Yesterday Forbes published their annual list of the top-grossing actresses of the year. They figure in gross earnings and endorsement deals and everything. The list is as follows: 10. Kristen Stewart 9. Natalie Portman 8. Amy Adams 7. Scarlett Johansson 6. Cameron Diaz 5. Angelina Jolie 4. Gwyneth Paltrow 3. Jennifer Aniston 2. Jennifer Lawrence 1. Sandra Bullock.
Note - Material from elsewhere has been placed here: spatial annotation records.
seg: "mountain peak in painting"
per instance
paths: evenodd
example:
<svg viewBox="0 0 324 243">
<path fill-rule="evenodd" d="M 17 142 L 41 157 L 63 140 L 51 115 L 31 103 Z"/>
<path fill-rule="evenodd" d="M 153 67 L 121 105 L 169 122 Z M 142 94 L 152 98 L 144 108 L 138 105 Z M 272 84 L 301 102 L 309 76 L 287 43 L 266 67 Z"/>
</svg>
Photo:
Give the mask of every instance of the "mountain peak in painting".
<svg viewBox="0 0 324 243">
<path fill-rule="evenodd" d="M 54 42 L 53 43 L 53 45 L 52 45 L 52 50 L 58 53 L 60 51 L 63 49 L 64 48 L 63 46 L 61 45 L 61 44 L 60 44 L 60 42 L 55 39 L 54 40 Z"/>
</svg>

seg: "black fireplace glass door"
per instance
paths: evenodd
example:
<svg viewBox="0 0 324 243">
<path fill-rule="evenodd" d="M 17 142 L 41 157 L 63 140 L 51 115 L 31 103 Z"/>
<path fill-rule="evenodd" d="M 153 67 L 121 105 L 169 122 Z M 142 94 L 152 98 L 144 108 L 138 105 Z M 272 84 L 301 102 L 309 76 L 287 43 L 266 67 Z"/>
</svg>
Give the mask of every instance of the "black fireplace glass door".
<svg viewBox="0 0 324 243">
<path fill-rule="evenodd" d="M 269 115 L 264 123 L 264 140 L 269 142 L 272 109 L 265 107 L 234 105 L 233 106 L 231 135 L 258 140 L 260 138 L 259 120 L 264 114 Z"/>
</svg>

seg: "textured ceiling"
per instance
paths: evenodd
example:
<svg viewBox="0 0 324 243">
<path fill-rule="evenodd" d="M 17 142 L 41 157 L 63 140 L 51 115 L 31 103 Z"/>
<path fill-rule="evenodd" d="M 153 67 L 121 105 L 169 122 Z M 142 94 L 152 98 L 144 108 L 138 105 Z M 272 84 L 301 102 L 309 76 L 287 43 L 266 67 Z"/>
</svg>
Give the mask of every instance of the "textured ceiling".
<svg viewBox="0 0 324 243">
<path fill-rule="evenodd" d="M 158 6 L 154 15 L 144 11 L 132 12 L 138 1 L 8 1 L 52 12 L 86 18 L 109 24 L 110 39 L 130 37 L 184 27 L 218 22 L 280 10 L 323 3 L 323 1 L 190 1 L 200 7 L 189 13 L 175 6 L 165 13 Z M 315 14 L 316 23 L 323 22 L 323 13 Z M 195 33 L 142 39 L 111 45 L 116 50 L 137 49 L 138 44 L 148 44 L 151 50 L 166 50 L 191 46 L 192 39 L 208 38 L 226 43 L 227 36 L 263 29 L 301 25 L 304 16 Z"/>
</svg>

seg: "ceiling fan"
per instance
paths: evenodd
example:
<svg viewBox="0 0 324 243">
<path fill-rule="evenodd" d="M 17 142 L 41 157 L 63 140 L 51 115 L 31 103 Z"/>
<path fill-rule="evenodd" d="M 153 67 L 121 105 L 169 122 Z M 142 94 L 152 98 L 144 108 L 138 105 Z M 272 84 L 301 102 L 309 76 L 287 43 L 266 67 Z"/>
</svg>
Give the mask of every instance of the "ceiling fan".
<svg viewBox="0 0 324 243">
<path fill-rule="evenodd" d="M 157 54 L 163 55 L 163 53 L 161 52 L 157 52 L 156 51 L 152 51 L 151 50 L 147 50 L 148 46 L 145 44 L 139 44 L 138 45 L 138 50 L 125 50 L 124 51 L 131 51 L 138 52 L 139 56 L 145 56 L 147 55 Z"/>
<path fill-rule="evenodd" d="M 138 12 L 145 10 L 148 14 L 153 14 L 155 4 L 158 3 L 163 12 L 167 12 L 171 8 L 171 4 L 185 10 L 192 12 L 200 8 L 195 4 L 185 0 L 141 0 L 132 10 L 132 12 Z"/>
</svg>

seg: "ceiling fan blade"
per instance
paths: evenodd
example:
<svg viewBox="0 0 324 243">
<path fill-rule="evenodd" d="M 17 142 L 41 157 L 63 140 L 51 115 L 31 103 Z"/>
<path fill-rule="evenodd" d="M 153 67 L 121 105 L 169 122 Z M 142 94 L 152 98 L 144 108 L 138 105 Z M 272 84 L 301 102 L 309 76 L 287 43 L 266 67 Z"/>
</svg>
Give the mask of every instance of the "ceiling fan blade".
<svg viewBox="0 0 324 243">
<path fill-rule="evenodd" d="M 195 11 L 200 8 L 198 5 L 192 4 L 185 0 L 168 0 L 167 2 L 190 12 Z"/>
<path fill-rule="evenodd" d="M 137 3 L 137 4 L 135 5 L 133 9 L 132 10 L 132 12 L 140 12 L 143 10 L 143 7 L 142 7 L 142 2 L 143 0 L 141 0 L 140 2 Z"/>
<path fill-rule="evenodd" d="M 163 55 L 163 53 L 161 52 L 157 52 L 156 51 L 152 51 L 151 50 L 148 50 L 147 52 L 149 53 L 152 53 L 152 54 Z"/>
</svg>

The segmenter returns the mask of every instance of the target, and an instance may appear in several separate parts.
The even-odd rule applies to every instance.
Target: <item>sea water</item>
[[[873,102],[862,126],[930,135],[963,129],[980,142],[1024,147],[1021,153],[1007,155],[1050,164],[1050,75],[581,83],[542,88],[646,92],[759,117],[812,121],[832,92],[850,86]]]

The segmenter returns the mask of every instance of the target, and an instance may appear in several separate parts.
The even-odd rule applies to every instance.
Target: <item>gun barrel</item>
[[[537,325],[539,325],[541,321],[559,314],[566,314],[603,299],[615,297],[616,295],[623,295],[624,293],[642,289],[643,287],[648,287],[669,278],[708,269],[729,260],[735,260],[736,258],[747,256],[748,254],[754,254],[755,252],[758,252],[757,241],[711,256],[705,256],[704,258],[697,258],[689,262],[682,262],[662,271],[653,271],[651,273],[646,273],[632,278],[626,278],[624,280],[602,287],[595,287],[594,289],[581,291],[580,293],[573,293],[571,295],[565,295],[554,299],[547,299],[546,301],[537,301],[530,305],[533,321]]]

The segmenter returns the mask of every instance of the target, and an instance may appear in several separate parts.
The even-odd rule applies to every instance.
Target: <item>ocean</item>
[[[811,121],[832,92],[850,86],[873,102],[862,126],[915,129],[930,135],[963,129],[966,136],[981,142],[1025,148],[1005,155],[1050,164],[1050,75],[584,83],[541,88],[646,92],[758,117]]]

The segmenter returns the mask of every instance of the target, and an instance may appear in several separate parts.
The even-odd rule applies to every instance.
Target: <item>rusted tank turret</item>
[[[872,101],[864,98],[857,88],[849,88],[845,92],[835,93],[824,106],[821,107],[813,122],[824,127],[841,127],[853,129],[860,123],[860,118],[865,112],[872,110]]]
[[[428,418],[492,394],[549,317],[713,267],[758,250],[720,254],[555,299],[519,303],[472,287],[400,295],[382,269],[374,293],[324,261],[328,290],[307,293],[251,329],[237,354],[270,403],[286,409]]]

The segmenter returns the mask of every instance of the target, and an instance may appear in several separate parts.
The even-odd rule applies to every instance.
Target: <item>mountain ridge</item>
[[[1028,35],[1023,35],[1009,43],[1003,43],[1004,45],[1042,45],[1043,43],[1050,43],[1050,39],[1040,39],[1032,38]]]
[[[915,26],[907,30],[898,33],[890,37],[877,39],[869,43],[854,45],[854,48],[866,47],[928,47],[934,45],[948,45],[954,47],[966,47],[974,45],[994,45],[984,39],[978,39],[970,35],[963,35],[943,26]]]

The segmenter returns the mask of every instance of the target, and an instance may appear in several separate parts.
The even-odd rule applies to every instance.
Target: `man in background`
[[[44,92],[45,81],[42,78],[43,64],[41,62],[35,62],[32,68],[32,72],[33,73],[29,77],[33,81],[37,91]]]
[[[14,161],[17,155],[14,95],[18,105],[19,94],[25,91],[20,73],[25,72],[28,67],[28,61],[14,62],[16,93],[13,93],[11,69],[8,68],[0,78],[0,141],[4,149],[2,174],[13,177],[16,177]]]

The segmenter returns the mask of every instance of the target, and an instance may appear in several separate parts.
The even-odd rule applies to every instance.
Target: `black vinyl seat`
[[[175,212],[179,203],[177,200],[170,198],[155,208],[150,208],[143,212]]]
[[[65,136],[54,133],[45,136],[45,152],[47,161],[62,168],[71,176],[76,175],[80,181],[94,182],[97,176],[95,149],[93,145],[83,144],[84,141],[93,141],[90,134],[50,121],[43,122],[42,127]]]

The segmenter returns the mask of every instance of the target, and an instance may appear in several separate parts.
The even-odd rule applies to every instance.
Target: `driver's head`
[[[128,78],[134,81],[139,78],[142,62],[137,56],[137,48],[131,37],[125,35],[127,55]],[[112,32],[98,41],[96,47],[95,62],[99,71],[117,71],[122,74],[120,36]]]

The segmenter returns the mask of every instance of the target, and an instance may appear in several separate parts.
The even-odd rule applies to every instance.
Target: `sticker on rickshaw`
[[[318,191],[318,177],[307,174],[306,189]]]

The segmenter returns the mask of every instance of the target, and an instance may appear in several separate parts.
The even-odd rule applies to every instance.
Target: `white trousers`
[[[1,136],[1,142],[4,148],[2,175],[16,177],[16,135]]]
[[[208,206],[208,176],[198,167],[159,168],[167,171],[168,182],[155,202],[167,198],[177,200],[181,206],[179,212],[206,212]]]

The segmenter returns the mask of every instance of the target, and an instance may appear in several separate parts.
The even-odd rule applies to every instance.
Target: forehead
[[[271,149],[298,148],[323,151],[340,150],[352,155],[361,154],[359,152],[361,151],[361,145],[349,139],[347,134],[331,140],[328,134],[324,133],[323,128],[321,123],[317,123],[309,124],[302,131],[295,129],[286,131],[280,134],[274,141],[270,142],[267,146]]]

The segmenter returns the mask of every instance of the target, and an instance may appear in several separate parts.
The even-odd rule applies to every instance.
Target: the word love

So here's Matthew Eng chasing our very tiny recent Sandra fest with this climactic love letter. - Nathaniel

Sandra at the Spike Awards this summer with two of her most important co-stars Hugh Grant and Keanu Reeves

I don’t particularly get people who don’t like Sandra Bullock.

Yes, the 82nd Best Actress statuette deserves to be sitting comfortably somewhere on Gabourey Sidibe’s mantelpiece and yes, The Blind Side is a pretty foul piece of limo-liberal fabling. Yes, she is a performer of some obvious limitations that are strikingly evident in even her strongest comedic performances. And yes, she has given us All About Steve and The Proposal and the Miss Congenialitys and Two Weeks Notice and all those other “duds” we love to roll our eyes at in public almost as much as we love to sheepishly watch them in private whenever they pop up on FX or Lifetime or HBO.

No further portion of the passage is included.